TheVladR 12 years, 7 months ago

You have to understand that you have been switching the texture up to hundred times per a line of text.

That`s way too much CPU-intensive. It was slowing you down more than pathfinding and everything else, since those tasks were separated from GPU. However, setting up current texture and drawing a character creates a GPU dependency, where CPU just stalls doing nothing until the render request has been executed.

That being said, there`s only so much free time and you have to weigh in the gains. Is it really worth it spending possibly several days to get it to run at 200 fps ? Wouldn`t it be better if you put some other feature in the same timeframe ?

ludamad 12 years, 7 months ago

VladR: I understand these things just fine, hence why I optimized once I observed performance is too low. (Optimized only when I saw it was the bottleneck). Also, optimizing so the textures wouldn't switch would be a relatively trivial change… I don't see your point.

TheVladR 12 years, 7 months ago

If you mean the most common letters, then yeah - that`s trivial. It still doesn`t make it much faster unless it`s all in one texture.

But as I said, if the performance is OK on machine with minimal spec, then just ignore it and get to it, when other new features will bring the performance below acceptable level.

Mordi 12 years, 7 months ago

Quote:
You definitely need a Texture Atlas with all characters. Created Offline, not even at start-up, so you can just load the texture at start-up.
Not really. Creating the spritefont takes about 0.25 seconds, and having the ability to switch fonts out just by loading a different font-file is very useful, especially while developing it. Also, this means I can switch out the font while the game is running.

Astryl 12 years, 7 months ago

You're making great progress, Mordi.

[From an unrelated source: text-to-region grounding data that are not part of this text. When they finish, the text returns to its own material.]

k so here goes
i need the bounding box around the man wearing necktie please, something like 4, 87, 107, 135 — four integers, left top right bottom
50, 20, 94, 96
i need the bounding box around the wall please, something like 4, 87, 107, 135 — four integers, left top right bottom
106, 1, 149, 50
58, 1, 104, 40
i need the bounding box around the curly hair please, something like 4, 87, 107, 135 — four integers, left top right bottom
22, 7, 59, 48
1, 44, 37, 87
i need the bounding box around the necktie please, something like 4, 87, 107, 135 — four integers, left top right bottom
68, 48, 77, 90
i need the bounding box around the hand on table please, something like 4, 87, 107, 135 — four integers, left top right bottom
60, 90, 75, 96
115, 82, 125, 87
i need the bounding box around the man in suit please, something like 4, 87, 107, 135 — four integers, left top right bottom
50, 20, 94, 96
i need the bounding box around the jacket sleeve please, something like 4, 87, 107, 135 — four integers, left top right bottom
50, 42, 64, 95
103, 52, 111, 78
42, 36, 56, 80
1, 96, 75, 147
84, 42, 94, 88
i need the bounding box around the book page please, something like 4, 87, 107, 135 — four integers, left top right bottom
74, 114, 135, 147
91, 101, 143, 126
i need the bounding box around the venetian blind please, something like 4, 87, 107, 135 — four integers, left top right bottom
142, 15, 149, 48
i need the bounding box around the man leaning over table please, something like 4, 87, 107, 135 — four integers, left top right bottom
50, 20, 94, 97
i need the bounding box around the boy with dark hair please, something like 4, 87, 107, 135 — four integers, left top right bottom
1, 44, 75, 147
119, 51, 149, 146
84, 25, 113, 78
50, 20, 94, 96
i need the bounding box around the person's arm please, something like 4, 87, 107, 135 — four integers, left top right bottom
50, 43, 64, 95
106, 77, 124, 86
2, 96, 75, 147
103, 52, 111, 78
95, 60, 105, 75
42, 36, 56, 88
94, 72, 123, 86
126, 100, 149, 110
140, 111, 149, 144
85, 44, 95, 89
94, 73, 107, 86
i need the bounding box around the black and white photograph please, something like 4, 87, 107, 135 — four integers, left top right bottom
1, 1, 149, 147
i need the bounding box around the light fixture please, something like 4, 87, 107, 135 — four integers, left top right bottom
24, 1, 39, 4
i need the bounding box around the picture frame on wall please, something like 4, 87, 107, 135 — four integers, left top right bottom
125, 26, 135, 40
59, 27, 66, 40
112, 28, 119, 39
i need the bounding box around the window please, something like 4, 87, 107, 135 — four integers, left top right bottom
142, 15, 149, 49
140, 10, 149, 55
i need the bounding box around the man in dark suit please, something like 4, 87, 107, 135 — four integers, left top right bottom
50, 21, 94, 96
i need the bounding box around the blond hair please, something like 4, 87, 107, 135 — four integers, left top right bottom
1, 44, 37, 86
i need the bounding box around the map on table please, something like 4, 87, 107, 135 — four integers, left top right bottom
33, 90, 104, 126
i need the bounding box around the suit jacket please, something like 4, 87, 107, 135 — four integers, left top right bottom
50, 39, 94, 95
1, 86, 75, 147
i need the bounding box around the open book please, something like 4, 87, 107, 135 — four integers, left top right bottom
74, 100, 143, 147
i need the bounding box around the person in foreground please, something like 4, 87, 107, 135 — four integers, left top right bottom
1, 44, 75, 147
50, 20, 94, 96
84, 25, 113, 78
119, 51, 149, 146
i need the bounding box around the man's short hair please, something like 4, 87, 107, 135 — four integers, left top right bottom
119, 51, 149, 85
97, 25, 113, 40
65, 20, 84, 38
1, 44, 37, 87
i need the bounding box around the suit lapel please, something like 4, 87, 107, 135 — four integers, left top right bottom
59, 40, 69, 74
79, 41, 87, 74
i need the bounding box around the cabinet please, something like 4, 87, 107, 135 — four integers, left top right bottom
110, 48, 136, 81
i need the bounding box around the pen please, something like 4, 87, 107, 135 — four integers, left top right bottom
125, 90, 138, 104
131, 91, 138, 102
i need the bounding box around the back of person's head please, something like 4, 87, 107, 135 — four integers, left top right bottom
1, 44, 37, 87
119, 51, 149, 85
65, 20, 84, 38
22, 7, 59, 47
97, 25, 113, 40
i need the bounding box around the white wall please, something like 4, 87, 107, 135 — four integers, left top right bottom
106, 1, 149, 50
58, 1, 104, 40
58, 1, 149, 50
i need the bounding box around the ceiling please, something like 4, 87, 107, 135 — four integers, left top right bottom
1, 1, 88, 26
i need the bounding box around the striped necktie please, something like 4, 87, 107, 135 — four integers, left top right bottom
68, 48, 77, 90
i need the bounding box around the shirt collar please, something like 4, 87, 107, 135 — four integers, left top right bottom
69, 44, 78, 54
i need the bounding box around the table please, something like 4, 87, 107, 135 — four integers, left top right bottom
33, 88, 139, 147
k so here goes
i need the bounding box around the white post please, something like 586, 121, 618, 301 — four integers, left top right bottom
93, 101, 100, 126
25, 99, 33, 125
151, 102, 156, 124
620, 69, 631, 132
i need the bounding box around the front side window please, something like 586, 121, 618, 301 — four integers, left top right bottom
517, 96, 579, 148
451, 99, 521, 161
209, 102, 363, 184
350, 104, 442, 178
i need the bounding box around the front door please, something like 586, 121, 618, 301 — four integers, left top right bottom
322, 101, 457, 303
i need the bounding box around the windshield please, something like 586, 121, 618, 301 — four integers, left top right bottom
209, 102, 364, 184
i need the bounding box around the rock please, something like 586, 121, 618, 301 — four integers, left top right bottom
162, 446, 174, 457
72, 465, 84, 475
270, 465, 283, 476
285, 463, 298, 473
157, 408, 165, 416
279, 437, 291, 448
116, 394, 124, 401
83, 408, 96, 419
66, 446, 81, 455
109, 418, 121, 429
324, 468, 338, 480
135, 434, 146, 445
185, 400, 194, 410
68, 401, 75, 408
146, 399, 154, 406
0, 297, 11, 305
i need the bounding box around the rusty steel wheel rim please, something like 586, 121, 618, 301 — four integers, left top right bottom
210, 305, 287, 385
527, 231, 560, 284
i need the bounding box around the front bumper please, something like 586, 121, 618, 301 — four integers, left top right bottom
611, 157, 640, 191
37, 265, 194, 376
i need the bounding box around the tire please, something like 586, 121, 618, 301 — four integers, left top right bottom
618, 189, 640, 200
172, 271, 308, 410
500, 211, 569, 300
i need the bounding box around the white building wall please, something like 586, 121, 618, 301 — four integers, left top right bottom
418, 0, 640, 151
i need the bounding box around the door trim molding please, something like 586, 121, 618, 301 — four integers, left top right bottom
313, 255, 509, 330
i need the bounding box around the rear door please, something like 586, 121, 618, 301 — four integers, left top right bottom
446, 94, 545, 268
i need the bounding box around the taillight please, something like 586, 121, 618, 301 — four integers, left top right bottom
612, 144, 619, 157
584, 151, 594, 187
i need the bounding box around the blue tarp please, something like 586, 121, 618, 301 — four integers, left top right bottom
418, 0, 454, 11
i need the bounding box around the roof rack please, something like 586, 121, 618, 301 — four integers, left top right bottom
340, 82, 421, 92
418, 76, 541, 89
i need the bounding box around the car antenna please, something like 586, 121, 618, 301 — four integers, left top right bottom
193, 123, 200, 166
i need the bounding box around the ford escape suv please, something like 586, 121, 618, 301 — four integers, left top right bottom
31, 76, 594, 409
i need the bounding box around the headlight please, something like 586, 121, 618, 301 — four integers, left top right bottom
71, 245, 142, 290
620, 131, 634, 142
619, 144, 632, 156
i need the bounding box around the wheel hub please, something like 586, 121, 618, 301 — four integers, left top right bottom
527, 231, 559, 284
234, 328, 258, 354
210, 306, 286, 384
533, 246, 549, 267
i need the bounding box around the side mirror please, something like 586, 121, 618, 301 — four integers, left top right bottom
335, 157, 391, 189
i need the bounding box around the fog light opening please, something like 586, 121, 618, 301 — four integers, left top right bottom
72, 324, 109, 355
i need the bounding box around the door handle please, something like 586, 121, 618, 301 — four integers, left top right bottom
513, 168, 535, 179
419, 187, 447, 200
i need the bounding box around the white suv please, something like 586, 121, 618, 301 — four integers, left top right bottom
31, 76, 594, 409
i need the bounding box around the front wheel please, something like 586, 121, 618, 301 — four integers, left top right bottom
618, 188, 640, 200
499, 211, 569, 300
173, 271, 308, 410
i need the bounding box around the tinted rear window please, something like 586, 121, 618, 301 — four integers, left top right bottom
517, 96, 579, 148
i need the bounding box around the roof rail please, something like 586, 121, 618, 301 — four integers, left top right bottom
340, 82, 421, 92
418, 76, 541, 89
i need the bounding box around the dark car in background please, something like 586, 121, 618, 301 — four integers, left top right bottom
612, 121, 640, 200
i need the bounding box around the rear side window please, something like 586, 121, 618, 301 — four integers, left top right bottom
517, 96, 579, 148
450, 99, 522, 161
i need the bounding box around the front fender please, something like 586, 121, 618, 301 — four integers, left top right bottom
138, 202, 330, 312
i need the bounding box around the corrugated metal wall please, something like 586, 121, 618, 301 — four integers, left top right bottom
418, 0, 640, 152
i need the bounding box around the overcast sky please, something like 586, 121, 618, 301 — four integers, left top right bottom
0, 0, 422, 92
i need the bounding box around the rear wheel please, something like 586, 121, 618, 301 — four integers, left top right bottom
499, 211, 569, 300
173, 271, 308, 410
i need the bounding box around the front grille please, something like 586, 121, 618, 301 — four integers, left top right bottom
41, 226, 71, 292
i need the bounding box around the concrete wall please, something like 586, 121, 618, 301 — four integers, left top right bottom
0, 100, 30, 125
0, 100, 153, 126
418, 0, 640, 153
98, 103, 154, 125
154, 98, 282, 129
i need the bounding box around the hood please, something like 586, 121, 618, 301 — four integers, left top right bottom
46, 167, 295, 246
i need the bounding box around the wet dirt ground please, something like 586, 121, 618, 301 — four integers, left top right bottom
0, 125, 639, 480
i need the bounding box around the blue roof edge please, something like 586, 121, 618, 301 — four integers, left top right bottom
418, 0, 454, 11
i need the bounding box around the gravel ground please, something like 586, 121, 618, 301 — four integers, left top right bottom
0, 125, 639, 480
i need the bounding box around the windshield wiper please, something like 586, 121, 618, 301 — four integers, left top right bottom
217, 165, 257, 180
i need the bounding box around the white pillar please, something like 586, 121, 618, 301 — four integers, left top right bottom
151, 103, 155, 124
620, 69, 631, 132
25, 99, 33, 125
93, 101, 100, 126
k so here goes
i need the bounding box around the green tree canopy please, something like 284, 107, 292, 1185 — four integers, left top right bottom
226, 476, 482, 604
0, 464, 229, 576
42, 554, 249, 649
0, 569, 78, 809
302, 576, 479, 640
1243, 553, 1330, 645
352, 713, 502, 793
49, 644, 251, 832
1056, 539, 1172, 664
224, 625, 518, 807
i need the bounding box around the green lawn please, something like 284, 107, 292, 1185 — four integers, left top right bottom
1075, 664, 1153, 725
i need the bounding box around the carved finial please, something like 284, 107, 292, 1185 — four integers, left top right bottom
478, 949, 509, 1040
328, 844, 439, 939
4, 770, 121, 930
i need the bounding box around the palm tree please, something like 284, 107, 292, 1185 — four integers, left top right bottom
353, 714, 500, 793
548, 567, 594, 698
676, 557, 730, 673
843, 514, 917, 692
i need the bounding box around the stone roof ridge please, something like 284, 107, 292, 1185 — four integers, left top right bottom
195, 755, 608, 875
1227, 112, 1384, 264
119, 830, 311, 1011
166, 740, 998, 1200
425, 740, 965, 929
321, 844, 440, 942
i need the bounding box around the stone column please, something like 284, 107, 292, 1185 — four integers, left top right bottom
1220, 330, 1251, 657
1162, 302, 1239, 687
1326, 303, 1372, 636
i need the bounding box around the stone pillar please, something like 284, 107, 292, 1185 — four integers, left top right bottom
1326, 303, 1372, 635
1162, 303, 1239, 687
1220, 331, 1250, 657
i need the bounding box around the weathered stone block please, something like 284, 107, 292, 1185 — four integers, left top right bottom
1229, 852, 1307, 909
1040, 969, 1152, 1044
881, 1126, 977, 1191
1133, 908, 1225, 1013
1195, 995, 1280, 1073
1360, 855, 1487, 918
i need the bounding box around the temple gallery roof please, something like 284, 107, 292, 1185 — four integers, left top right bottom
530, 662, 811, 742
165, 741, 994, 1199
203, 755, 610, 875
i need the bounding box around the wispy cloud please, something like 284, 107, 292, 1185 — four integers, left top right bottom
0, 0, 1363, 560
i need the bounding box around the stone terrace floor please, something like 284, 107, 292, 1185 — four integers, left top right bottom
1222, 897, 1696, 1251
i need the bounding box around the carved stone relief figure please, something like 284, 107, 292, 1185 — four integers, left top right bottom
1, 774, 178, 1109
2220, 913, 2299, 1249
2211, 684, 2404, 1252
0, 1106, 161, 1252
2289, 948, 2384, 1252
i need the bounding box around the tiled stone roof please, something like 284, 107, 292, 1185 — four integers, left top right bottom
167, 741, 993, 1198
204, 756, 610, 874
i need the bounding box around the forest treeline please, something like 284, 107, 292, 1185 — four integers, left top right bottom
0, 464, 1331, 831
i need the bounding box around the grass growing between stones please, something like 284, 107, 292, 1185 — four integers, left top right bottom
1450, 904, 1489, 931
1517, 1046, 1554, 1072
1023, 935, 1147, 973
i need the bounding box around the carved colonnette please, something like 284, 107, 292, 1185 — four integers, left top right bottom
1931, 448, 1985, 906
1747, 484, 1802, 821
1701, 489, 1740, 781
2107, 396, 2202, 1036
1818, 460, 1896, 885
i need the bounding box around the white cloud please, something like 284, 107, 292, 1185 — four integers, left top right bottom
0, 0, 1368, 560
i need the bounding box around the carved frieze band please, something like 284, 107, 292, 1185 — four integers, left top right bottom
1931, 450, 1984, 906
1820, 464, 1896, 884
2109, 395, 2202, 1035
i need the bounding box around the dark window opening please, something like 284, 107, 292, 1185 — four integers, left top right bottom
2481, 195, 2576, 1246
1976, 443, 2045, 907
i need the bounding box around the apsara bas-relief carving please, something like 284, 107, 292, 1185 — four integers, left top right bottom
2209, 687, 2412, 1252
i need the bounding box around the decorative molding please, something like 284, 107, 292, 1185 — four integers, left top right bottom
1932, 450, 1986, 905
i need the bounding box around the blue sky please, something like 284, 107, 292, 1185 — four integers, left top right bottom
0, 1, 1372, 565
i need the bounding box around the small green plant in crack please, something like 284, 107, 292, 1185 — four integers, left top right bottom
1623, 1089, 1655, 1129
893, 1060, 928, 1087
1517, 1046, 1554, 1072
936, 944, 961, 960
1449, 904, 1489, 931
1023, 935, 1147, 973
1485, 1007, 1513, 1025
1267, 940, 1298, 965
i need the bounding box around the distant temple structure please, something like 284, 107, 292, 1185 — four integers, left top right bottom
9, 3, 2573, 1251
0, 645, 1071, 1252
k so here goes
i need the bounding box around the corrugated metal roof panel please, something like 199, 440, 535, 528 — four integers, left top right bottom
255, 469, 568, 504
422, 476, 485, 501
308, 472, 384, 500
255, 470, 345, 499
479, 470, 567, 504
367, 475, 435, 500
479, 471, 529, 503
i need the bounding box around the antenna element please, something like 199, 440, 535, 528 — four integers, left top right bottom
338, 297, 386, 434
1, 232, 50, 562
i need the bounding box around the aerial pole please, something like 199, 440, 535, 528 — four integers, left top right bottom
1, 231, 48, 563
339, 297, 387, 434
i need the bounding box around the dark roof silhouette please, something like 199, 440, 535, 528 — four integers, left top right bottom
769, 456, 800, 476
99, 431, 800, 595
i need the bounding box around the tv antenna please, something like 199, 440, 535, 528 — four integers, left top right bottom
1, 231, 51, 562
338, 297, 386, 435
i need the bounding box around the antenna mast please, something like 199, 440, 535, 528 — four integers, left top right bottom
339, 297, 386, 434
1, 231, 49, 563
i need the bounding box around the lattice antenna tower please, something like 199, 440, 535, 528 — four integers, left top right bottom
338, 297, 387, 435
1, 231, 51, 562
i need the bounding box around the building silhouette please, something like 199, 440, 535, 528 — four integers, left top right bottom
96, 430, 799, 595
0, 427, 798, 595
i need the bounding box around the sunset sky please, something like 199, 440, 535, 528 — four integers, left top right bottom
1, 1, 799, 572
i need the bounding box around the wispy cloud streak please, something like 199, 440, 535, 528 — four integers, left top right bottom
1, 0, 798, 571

A little tip when rendering anything:

Allow only one call max per frame to glOrtho/gluPerspective. You may have this covered, but it's a common mistake that costs cycles like crazy.

For anti-ailiasing, you can do one of three things:

> Use a bitmap font (from an image) with an alpha channel (And blend with GL_SRC_ALPHA, GL_ONE_MINUS_SRC_ALPHA)

> Use a TTF font loader

> Render the fonts to a texture and use afast Cubic interpolation filter on it.

Use a 512x512 map for the font texture, then render the whole font to the map if you want. Using GL's image format can be a bit of an annoyance in that area though.

Mordi 12 years, 7 months ago

Good tip. Right now I'm only calling it once at initialization, I think. But I was thinking about looking at some 3D-rendering when I get a little further.